Мюльгейм отмахивается.
– Ну,
Густав пытался внимательно слушать. Слова Мюльгейма как будто имели смысл, но Густав не хотел верить. Все существо его протестовало.
Мюльгейм продолжал:
– Это последовательное открытое исповедование лжи как высшего политического принципа, несомненно, очень интересно. Будь у нас время, я бы с удовольствием показал тебе это на множестве примеров, но сейчас я могу сделать только одно: просить тебя уехать, пересечь границу, завтра, немедленно.

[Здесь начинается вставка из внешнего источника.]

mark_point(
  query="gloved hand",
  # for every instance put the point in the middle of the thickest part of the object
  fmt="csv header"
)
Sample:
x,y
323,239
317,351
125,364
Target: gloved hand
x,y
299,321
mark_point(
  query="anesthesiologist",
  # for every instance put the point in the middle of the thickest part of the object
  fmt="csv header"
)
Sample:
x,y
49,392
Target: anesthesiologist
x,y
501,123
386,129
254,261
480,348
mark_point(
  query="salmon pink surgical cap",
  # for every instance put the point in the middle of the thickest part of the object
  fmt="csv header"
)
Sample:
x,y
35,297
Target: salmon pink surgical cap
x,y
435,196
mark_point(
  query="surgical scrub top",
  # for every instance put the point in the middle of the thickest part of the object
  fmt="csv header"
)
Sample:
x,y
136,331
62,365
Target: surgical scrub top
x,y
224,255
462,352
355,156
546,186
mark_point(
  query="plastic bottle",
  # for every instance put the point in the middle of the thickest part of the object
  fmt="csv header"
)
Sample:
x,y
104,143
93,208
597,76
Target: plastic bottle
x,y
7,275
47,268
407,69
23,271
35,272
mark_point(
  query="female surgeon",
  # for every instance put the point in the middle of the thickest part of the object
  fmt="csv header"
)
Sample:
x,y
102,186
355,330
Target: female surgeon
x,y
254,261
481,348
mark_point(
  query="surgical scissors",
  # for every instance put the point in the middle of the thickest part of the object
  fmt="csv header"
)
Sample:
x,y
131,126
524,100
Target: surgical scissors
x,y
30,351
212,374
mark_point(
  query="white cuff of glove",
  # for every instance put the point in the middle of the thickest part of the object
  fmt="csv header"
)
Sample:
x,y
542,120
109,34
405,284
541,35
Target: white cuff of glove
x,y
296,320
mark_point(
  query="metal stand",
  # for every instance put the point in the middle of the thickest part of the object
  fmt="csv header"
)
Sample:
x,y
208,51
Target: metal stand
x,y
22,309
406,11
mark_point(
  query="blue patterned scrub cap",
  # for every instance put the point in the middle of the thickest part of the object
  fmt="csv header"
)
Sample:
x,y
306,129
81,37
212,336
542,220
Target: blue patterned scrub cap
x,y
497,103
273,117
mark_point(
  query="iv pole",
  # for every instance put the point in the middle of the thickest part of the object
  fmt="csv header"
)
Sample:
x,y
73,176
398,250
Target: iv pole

Опять то же самое. С этого Мюльгейм и начал. Густав слышать не хотел об отъезде, а между тем он знал, что Мюльгейм к этой теме вернется. Что за бессмыслица. Из-за того, что горит рейхстаг, он, Густав, должен уехать из Берлина. Он заметил, что кисть от шнура волочится по полу. Подобрал шнур, аккуратно подвязался. Он и не помышляет куда-нибудь ехать. Глупо. Смешно. В Германии все, разумеется, обойдется. Каким дураком будешь потом в собственных глазах, сидя по ту сторону границы. Но Мюльгейму сказать этого нельзя. Густав не может позволить себе роскошь опять оттолкнуть его. Он не может обойтись без Мюльгейма, без него он пропадет, Мюльгейм нужен ему, как хлеб и вода.

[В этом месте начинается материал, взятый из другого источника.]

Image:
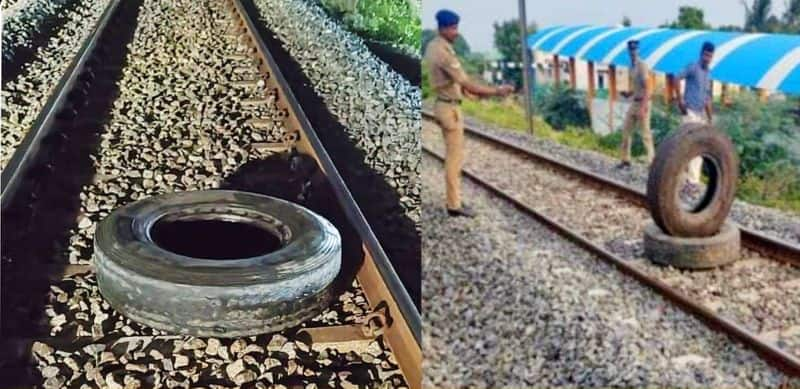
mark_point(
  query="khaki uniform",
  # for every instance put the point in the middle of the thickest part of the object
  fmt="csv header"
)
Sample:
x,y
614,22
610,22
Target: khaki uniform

Осторожно пытается Густав объяснить, почему он не может сейчас оставить Берлин. Лессинг идет прекрасно. Фришлин вработался, и они успешно подвигаются вперед. Книгу нельзя бросить. Не слишком ли мрачно смотрит Мюльгейм на события? Густав становится красноречивым. Пытается убедить прежде всего самого себя. Но едва заговорив, он уже знает, что прав Мюльгейм. До сих пор Мюльгейм всегда был прав. Все, что он, Густав, говорит, сентиментальный вздор, а Мюльгейм говорит дело. Он продолжает ораторствовать, но уже без всякого воодушевления.
Мюльгейм заметил эту вялость. Он ожидал, что Густав гораздо больше будет брыкаться. И он облегченно вздохнул, не встретив с его стороны сильного сопротивления. Упорствуй он, у Мюльгейма в эту тяжелую ночь не хватило бы сил с ним справиться.
Густав видел, как измучен Мюльгейм. До чего раздражает этот резкий свет. Он встал и выключил верхние лампы. Тем временем Мюльгейм снова собрался с духом.
– Брось жевать жвачку, Опперман, – сказал он. – Не обманывай себя. Эти молодчики проводят то, что они давно задумали. А задумали они сделать мясной фарш из всех противников, которые кажутся им сколько-нибудь значительными. Так как они идиоты, они тебя считают серьезным врагом. Повторяю: беги. Уезжай в Данию или Швейцарию. Сообщения насчет снега малоутешительны, но они день ото дня все лучше. И не заставляй меня торчать здесь и часами уговаривать тебя, – рассердился он вдруг, – у меня и без того достаточно дела. Завтра горячий день. И мне не мешало бы поспать три-четыре часа. А ты от меня не избавишься, пока не дашь согласия на отъезд. Ну, скажи «да», Опперман.